We set sail again and the bright lights of Hurghada are visible….. Booo!
We moor up at Poseidon ready for our night dive. Our last night dive and a a good turn out of divers. We jump and follow the mooring line to just in front of the reef and pick over the coral blocks. We see lots of different types of star fish, sea urchins and hermit crabs.
Our buddy starts furiously waving his torch to attract our attention and shines his beam at a free swimming flat worm! Cool!
Out of the corner of my eye I see some coral move…. On closer inspection it has legs….. I beckon my buddies to have a look, slightly nervous that it may be a false alarm, at the Coral Spider crab.
We meander back and see several PJ slugs no bigger than your little finger nail and more hermit crabs scurrying about.
Safely back on board we see the usual suspects getting a taxi ride back…… There were no other boats for them to visit so they just decided on the scenic route home.
Dinner is a Turkey extravaganza! Quite how they manage to cook all this food while on the move and performing six other jobs as well I’ll never know. We have been fed within inches of our lives all week , people have been shedding kilos from their weight belts due to the kilos being added else where!
There is a democratic vote over dinner to decide on what we shall do on our final day…… There will be two dives and will it be reef, reef or reef, wreck??? The wreck will be the El Mina….. the vote determines reef, reef!
Day 6. We are treated to a lay in until 7am but the engines have been running since 6am motoring to the first dive site. The crew are busy preparing the boat which reinforces the ‘end of holiday’ feeling.
Our first dive is at Carlos Reef. It’s not usually dived by Safari boats and the captain has had to be persuaded to allow us to stop.
We jump in the water at 7.56 and are greeted with a riot of colour. Hard and soft coral cover the sea bed and there are Antheas, Parrot fish, Angel fish and all sorts of colour aquatic life. I unwittingly get too close to an Anemone and am attacked by 2 feisty fish swimming at my mask trying to scare me away! I watch for a moment and then let them get on with what ever Anemone fish do all day……

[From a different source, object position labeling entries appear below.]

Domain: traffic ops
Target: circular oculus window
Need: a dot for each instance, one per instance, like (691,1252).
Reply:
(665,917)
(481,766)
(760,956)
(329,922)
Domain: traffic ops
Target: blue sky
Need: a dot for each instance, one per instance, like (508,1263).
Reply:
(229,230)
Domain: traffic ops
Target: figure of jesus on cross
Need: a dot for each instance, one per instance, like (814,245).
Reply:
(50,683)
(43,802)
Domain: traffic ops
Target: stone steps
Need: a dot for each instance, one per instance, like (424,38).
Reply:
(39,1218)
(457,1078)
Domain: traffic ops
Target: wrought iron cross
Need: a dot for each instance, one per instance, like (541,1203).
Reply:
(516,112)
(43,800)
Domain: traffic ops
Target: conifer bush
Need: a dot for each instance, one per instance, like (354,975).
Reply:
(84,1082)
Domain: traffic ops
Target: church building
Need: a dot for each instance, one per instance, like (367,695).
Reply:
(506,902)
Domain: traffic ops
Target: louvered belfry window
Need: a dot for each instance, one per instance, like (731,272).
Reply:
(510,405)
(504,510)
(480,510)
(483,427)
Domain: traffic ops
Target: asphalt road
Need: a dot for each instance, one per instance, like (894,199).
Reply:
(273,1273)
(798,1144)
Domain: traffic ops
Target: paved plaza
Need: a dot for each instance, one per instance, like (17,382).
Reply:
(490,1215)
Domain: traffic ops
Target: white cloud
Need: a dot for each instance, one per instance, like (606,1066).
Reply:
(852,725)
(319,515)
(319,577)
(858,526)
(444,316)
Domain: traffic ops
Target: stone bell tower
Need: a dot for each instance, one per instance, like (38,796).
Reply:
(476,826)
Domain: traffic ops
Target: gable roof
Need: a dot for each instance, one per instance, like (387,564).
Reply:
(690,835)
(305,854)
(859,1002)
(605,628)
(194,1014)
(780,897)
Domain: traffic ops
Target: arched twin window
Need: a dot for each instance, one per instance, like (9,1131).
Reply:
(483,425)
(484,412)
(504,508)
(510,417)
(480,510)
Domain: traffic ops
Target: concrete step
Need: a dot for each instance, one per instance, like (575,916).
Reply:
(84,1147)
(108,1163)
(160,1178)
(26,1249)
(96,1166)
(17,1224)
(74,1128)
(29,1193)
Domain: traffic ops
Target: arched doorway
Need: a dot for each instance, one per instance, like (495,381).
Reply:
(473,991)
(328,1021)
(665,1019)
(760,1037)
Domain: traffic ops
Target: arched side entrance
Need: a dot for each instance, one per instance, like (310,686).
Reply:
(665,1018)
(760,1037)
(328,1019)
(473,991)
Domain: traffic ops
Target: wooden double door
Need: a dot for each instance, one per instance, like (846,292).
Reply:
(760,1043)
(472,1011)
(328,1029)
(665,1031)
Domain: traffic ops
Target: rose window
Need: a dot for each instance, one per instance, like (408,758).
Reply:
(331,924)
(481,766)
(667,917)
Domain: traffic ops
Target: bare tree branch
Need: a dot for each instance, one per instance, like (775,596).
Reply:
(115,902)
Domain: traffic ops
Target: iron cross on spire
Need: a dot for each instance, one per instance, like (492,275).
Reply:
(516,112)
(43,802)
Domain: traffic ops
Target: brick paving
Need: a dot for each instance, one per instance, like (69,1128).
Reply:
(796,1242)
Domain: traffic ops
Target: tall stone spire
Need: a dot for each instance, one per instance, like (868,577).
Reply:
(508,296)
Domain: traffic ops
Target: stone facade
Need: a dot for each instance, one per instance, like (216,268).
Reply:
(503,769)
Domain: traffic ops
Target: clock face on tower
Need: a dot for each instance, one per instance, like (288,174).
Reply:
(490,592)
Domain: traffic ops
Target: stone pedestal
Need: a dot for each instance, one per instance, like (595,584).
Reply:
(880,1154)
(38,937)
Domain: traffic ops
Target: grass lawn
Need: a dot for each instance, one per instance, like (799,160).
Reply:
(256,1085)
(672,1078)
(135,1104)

After 57 mins we surface at the boat ladders grinning from ear to ear…. A gorgeous reef and one worth remembering as a stunning last day location. It is so nice that we beg the guides to allow us to stay for our second and final dive too…… We don’t want to dive a mediocre reef next to the petrol station as our last memory of our holiday. The guides are persuaded and the captain also agrees. We have to agree to be in the water by 10.30, so a quick turn around, but it’s a worthwhile compromise.
We are in the water by 10.57 (close!) and enjoy another stunning 60 minute dive. Definitely the nicest way to finish a holiday apart from maybe having dolphins, manta rays and sharks doing a fly past on your final safety stop! Maybe next time……
The boat is returning to port via the petrol station and the concrete hotels are visble all along the coast line. I always hate this bit of the holiday….
The dive deck is crowded with people waiting to wash their kit and hang it out to dry before being thrown, squeezed and crammed in to suitcases that seem to have shrunk.
The shopping delivery of Blue O Two merchandise is due soon and we will be leaving our fellow travellers for a night at the Marriott. We have enjoyed the week, the amazing crew, the diving and the company have all been excellent but we are looking forward to a hotel room, a lay in and breakfast in bed on our last day!
We will be reunited around the pool again tomorrow as we spend our last day off gassing at the Marriot ready for the journey home.
Thanks OV for organising another fantastic club holiday. Only 12 months until we do it all again! Deep, Deep South – bringing it on!
Those keen to get away before that there is a trip planned for 20th October 2014!